Enfin ! songea Louis.
— Je suis rentré de Brie cette nuit, expliqua Bussy, et ce matin, tandis que je lisais les ordres de Monsieur le Prince, ces gueux de frondeurs ont volé mon carrosse à Saint-Denis. Je n'ai pu arriver plus vite !
— Montons dans ma chambre, proposa Louis, je préfère que personne n'écoute ce que j'ai à vous dire. Comment s'est passée votre campagne en Brie ?
— Beaucoup de fatigue et peu de péril ! Je suis las comme un chien ! Il y a huit jours que je ne me suis déshabillé ! Parlons un peu de la paix, qu'en croit-on à Paris ?
Dans l'escalier de l'étage, Louis raconta ce qu'il savait.

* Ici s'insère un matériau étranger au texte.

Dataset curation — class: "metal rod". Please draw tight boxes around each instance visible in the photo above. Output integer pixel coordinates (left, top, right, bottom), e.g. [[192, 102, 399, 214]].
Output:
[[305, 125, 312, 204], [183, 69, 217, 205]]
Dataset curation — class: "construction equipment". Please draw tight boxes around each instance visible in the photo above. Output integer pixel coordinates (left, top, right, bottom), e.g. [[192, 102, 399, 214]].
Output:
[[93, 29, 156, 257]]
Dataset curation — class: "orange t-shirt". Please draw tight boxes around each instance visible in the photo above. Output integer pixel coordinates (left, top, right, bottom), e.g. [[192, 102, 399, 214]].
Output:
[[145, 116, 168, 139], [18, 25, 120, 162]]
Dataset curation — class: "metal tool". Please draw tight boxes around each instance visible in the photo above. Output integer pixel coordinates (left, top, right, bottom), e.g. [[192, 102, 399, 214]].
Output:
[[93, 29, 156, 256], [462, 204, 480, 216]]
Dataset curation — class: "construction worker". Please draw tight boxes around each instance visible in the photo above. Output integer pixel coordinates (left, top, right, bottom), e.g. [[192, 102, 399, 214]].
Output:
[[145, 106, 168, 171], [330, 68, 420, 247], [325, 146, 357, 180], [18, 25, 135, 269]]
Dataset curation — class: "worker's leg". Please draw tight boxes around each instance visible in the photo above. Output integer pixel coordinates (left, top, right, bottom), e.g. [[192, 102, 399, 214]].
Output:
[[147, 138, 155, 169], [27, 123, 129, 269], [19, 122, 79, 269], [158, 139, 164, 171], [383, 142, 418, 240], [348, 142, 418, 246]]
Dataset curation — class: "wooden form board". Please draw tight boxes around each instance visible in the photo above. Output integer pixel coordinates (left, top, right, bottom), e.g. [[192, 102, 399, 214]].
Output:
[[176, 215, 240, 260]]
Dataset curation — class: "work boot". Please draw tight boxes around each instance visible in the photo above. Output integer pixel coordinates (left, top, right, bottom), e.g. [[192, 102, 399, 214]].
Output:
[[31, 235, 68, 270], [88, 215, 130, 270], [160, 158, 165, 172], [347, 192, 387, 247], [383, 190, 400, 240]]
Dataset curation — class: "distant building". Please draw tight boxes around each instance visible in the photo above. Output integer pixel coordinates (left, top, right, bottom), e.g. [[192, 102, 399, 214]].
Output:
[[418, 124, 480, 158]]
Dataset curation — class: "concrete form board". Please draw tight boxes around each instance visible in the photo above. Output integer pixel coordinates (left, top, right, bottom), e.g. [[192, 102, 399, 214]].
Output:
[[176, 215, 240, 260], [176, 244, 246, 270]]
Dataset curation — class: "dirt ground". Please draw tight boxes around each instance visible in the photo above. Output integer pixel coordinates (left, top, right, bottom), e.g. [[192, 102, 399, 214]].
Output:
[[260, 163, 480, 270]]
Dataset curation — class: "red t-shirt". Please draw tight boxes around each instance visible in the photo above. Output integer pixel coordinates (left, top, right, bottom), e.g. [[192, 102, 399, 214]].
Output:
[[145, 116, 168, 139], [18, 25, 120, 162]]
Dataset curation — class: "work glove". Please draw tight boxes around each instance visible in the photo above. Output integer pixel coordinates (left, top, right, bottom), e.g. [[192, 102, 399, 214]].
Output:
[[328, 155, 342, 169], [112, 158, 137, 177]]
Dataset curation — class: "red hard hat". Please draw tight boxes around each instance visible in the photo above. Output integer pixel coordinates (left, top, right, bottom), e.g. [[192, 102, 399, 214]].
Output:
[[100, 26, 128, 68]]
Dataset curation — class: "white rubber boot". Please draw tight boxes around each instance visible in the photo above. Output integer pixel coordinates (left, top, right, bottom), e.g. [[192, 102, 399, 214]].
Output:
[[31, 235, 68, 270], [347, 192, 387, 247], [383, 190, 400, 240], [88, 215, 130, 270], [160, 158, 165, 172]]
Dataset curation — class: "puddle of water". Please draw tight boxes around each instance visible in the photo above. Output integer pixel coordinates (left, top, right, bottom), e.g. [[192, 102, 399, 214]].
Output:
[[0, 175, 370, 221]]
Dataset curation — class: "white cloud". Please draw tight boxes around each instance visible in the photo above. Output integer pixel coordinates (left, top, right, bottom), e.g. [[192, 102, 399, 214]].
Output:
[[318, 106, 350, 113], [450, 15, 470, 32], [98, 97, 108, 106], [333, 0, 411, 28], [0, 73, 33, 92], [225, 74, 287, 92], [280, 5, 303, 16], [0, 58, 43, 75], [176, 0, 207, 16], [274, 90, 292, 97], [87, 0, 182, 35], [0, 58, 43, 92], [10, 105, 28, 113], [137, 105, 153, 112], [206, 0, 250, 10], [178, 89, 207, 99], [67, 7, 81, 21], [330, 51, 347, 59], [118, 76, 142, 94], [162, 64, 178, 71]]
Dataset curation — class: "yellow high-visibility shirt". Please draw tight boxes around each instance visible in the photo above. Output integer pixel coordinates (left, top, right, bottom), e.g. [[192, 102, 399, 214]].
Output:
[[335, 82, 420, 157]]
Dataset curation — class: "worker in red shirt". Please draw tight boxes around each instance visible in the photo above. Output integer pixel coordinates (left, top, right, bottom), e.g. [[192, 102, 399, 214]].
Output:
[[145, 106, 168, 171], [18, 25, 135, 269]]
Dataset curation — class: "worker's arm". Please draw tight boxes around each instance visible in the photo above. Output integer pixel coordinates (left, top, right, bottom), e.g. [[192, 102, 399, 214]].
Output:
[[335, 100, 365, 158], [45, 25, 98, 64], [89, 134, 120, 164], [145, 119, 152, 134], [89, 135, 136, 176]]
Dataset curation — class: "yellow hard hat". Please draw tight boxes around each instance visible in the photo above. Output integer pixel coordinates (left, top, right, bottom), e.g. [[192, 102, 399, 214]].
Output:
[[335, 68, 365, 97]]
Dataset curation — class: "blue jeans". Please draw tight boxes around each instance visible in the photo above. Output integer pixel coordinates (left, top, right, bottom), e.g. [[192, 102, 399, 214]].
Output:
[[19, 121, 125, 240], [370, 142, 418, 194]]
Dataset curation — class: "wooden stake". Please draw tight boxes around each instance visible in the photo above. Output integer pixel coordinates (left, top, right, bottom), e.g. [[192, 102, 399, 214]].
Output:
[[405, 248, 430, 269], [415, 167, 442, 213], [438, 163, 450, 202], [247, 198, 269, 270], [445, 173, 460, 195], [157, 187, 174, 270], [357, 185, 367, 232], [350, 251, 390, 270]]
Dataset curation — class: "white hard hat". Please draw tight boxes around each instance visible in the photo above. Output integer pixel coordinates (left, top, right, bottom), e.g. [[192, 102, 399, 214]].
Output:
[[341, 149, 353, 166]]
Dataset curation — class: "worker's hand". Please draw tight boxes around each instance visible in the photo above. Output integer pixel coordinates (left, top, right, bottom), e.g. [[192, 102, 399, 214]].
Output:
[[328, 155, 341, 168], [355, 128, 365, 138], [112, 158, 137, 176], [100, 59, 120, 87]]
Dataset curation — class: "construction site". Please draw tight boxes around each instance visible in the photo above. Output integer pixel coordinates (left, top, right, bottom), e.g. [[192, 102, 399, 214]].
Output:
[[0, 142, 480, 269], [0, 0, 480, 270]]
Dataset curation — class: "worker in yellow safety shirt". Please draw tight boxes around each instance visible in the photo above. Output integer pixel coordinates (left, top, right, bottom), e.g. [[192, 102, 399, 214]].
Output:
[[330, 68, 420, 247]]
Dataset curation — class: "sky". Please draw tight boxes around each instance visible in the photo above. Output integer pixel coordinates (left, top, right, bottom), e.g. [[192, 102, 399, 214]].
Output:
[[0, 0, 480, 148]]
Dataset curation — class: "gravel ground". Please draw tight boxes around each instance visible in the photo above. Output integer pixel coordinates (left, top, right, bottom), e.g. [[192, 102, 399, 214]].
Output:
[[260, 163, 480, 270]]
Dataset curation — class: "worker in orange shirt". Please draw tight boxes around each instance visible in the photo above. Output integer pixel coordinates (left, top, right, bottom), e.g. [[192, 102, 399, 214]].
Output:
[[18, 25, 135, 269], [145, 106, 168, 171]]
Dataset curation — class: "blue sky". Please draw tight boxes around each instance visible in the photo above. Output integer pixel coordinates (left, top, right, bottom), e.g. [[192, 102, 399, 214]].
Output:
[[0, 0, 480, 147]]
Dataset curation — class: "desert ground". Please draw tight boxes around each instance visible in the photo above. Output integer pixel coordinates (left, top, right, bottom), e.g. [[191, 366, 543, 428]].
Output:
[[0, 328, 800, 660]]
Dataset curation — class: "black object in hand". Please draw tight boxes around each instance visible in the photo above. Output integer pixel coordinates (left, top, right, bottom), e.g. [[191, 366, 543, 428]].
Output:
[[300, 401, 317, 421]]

— Il est étrange que les deux parties souhaitent tant la paix et qu'on n'en puisse venir à bout ! ironisa le comte.
*
C'est dans sa chambre que Fronsac lui expliqua la situation : il avait découvert où se trouvait le trésor du Temple, et il pouvait le lui dire, mais il savait aussi que, dès la paix signée, le Parlement, à la demande du procureur général Fouquet, reprendrait les poursuites contre lui. Plusieurs, dans l'entourage de Mazarin, étaient favorables à un exemple contre ceux qui enlevaient des femmes. On parlait de le déchoir de la noblesse et de l'envoyer aux galères.